Pleased to chat with Global National News about the latest coronavirus rent assistance program, the Canada Emergency Rent Subsidy (CERS), and challenges around the caps, in terms of the maximum amount that a business can receive. In particular, there has been criticism of the $300,000 cap for businesses and other eligible organizations with more than one location.
Larger businesses with multiple locations certainly feel the stress of steering a larger ship, with many employees and financial obligations, such as rent. With more jobs at stake, it is understandable that not being able to make ends meet could have an adverse employment impact on a greater number of people. The other side of this situation is that larger companies tend to have access to a wider range of financial resources, including established cash reserves, existing financial partners, and, perhaps, potential investors.

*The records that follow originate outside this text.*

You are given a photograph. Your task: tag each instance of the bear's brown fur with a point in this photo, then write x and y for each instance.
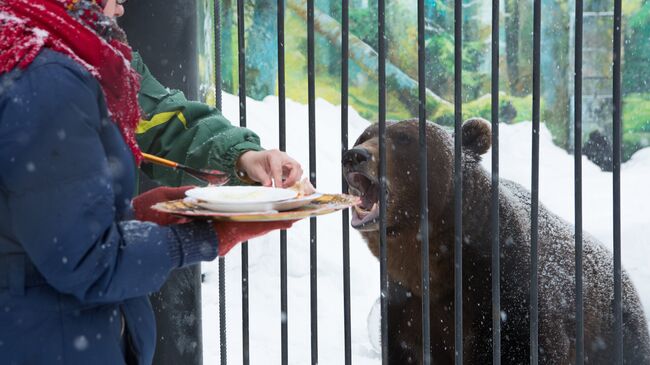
(556, 258)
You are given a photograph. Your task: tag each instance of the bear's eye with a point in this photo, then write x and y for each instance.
(402, 138)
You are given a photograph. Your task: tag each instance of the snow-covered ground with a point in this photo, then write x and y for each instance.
(556, 192)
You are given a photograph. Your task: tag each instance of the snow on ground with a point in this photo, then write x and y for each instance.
(556, 192)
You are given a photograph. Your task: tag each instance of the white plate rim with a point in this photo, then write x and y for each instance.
(192, 193)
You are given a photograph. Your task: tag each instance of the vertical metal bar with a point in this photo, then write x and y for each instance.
(618, 301)
(383, 272)
(217, 52)
(223, 344)
(458, 181)
(534, 259)
(494, 208)
(282, 117)
(313, 268)
(223, 341)
(424, 191)
(577, 154)
(242, 122)
(345, 49)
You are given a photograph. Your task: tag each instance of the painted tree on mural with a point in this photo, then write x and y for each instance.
(515, 51)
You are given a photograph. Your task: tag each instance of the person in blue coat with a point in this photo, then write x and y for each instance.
(75, 266)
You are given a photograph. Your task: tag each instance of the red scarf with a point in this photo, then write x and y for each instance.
(28, 26)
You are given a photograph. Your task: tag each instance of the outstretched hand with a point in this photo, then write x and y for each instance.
(232, 233)
(270, 167)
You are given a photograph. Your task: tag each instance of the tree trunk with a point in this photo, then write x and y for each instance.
(512, 45)
(226, 46)
(262, 51)
(365, 56)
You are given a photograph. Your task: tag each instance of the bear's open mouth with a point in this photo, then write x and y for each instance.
(366, 214)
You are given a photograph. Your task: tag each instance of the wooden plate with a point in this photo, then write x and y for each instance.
(325, 204)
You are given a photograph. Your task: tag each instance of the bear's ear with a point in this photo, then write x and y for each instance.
(477, 135)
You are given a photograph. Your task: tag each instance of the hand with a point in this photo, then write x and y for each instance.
(269, 167)
(232, 233)
(142, 205)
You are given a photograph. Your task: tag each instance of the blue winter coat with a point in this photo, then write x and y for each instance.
(74, 271)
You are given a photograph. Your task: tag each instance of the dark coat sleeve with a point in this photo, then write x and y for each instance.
(63, 200)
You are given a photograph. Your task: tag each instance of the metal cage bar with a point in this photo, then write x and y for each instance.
(618, 295)
(534, 211)
(577, 153)
(494, 207)
(458, 182)
(282, 129)
(383, 271)
(242, 122)
(345, 222)
(424, 189)
(223, 340)
(313, 262)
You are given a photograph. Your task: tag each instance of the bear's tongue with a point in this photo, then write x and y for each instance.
(361, 217)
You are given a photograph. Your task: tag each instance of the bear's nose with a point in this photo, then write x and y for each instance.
(356, 156)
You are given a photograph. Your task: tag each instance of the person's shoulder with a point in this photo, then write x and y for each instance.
(50, 71)
(50, 64)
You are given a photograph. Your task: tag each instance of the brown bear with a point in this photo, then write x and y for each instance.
(557, 326)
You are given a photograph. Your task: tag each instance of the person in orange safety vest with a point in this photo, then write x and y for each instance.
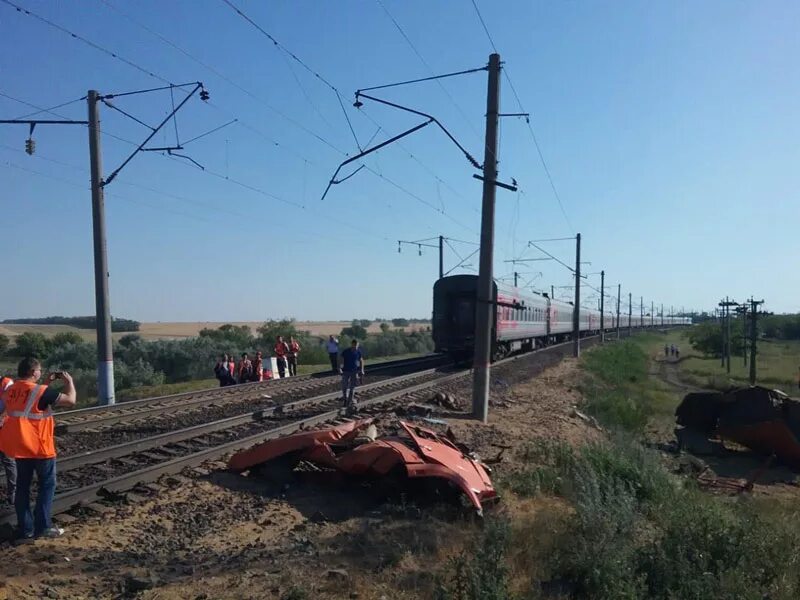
(9, 464)
(28, 437)
(294, 350)
(281, 352)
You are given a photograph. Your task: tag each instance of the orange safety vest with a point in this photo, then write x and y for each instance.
(27, 431)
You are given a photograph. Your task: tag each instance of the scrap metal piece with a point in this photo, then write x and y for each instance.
(354, 449)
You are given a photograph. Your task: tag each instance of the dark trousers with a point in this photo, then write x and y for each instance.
(45, 469)
(10, 467)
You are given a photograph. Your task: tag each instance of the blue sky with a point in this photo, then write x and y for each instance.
(669, 128)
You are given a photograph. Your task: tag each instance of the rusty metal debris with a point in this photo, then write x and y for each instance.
(766, 421)
(407, 453)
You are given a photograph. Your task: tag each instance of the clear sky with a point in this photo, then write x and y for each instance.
(670, 130)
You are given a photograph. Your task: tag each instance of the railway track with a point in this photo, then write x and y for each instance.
(89, 476)
(98, 418)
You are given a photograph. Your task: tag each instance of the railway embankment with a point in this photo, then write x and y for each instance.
(589, 509)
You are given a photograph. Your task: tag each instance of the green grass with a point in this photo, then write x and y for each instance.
(633, 529)
(777, 365)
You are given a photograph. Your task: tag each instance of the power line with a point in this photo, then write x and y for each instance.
(424, 62)
(89, 43)
(486, 29)
(538, 149)
(222, 76)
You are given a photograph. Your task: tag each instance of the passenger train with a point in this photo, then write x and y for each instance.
(520, 321)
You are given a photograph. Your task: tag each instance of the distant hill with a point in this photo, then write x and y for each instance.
(78, 322)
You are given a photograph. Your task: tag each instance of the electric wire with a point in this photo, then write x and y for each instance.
(425, 62)
(225, 78)
(80, 38)
(485, 29)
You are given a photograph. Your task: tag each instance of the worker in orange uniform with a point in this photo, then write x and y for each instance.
(294, 350)
(281, 352)
(9, 464)
(28, 436)
(245, 369)
(258, 367)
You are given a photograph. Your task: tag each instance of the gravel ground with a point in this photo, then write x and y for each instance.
(220, 535)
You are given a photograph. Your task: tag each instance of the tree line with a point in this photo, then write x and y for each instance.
(139, 362)
(706, 337)
(120, 325)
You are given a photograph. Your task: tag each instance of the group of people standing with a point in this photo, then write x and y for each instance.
(27, 443)
(248, 370)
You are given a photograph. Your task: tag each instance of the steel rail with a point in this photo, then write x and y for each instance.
(74, 461)
(66, 500)
(102, 416)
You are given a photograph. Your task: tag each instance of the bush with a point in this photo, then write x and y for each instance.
(31, 344)
(480, 573)
(636, 532)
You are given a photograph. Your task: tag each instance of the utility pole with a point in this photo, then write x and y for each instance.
(744, 333)
(641, 311)
(602, 306)
(576, 313)
(485, 302)
(441, 256)
(105, 357)
(630, 314)
(753, 337)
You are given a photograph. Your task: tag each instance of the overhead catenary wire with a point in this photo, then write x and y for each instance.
(427, 66)
(86, 41)
(225, 78)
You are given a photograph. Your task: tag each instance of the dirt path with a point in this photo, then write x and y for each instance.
(218, 535)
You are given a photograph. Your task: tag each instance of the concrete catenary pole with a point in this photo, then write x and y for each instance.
(105, 357)
(485, 302)
(641, 311)
(630, 314)
(441, 256)
(602, 306)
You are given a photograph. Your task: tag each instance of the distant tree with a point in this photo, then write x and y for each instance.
(129, 340)
(707, 338)
(239, 335)
(64, 338)
(31, 344)
(271, 329)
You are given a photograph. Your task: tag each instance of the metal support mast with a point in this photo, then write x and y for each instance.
(576, 313)
(105, 357)
(602, 306)
(485, 305)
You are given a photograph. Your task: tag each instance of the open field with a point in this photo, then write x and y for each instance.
(777, 364)
(179, 330)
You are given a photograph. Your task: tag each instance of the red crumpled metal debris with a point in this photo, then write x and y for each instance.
(422, 452)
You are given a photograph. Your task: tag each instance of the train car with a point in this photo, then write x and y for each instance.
(520, 321)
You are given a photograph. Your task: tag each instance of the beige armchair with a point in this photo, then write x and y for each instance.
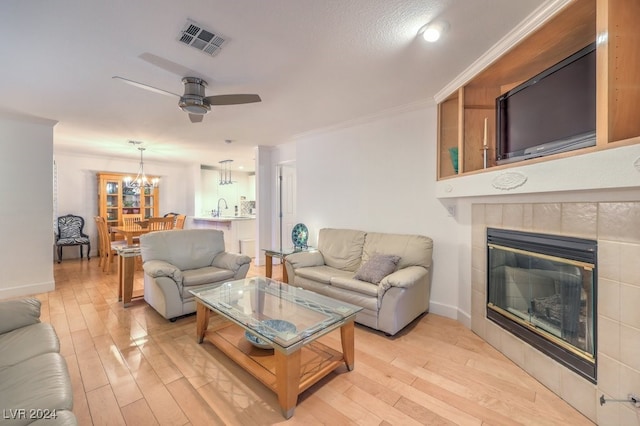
(180, 260)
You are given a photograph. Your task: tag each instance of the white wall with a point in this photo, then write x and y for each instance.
(380, 176)
(78, 187)
(26, 205)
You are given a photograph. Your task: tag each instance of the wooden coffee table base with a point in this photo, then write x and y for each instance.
(286, 375)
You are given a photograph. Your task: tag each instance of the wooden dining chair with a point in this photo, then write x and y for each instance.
(129, 219)
(107, 247)
(161, 223)
(180, 221)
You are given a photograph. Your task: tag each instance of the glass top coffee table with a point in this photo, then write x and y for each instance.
(260, 316)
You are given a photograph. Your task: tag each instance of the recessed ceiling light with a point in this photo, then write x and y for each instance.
(433, 31)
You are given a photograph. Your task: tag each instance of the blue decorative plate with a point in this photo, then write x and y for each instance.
(266, 328)
(300, 235)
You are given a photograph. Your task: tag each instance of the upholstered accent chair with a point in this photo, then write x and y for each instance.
(71, 233)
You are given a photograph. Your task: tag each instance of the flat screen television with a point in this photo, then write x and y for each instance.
(555, 111)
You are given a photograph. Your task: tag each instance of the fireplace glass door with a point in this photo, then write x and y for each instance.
(545, 291)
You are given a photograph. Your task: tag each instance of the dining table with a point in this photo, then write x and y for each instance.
(126, 259)
(130, 231)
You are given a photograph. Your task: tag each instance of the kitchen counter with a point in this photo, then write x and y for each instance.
(222, 218)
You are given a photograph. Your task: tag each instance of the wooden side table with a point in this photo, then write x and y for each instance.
(269, 254)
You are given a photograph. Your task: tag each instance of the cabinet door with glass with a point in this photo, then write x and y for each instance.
(115, 198)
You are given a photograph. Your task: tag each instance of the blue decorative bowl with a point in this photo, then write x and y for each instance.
(265, 328)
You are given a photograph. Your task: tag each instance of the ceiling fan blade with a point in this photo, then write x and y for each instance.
(232, 99)
(144, 86)
(196, 118)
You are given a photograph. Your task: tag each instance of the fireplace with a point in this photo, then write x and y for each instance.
(542, 289)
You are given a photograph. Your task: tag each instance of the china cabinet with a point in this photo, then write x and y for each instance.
(116, 199)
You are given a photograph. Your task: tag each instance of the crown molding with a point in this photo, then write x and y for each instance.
(515, 36)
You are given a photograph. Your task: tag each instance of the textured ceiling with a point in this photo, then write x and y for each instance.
(315, 63)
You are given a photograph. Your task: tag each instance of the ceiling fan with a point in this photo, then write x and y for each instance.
(193, 101)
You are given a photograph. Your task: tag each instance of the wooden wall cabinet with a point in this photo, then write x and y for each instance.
(115, 199)
(612, 23)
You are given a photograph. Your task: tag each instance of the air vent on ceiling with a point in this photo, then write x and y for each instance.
(206, 41)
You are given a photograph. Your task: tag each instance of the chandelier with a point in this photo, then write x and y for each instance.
(141, 180)
(225, 172)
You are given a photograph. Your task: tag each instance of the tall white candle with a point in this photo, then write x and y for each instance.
(485, 131)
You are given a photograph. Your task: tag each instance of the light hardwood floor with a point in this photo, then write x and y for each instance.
(131, 366)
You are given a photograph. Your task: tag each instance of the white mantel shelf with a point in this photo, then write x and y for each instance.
(613, 168)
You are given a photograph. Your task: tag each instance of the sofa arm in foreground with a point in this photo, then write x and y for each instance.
(160, 268)
(230, 261)
(404, 278)
(15, 314)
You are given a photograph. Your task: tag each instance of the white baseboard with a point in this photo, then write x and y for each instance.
(450, 311)
(26, 290)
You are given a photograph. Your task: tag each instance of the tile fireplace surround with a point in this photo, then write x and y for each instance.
(616, 227)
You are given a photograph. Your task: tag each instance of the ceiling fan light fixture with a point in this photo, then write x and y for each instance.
(193, 100)
(194, 106)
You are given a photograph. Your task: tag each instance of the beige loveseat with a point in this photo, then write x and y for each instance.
(386, 274)
(35, 387)
(177, 261)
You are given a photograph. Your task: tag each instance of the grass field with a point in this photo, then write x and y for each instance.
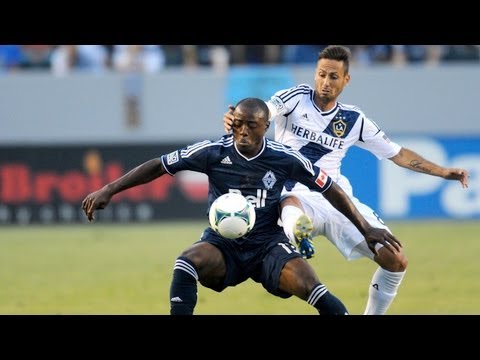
(126, 269)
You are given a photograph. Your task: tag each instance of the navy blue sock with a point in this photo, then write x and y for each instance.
(325, 302)
(183, 290)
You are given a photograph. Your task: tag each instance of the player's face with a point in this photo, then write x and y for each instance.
(248, 130)
(330, 79)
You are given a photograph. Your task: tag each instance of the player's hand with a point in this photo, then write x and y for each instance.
(458, 174)
(306, 248)
(96, 200)
(228, 118)
(384, 237)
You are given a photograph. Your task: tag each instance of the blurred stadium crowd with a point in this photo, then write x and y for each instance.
(62, 59)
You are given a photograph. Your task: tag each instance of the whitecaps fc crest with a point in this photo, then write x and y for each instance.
(269, 179)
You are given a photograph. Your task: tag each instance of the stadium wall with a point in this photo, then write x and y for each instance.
(62, 137)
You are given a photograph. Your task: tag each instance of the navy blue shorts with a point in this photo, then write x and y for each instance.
(261, 263)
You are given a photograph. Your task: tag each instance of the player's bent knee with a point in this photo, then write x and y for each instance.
(397, 262)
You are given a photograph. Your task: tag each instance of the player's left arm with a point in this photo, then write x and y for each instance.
(409, 159)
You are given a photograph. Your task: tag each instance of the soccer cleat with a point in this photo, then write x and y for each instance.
(303, 236)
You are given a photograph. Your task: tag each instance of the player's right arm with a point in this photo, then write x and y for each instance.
(142, 174)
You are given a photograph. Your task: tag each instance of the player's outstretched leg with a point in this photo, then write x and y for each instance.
(298, 228)
(303, 236)
(183, 290)
(325, 302)
(382, 291)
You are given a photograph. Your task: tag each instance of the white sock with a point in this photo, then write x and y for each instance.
(382, 291)
(289, 217)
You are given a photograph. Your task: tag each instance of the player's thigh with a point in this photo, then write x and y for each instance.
(209, 261)
(278, 253)
(298, 278)
(342, 233)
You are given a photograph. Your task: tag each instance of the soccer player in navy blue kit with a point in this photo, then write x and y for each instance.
(248, 163)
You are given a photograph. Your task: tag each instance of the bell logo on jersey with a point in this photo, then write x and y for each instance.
(321, 178)
(172, 158)
(269, 179)
(257, 201)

There are also other programs available, including those that support wages.
Smaller, standalone businesses that collectively represent the backbone of the Canadian economy can find themselves with fewer resources in financially challenging times, and attracting support from financial institutions is not easy (many, if not most, small business owners know just how difficult this is). This category of businesses also knows what it is like to be overlooked, as the early days of COVID19 support programs left out various types of small operators (much of which has since been rectified).
The third side of this situation is the taxpayer (in this case, represented by government). COVID19 has been extremely challenging for so many, be it on an individual, family, employee, business, or wellness level. It is not feasible to simply open public funding in an unlimited manner; rather, balance is required. With the objective of keeping as many businesses as possible on some form of “life support” as the pandemic unfolds and begins to move into a more hopeful phase in early to mid-2021 (fingers crossed), balance is important, in order to get to the other side.
The other thing that many companies with multiple locations will be considering is just how many are needed going forward. COVID19 has changed a lot of behaviors, routines, and workplaces. Although the situation will not be the same for everyone or every community, locations that built their business based on office traffic or proximity to large workspaces might have to rethink the way forward. This is an area that requires thoughtful analysis, to make tough decisions and understand the impact on the road ahead.
Thank you for including me in your TV and print stories, Global National News!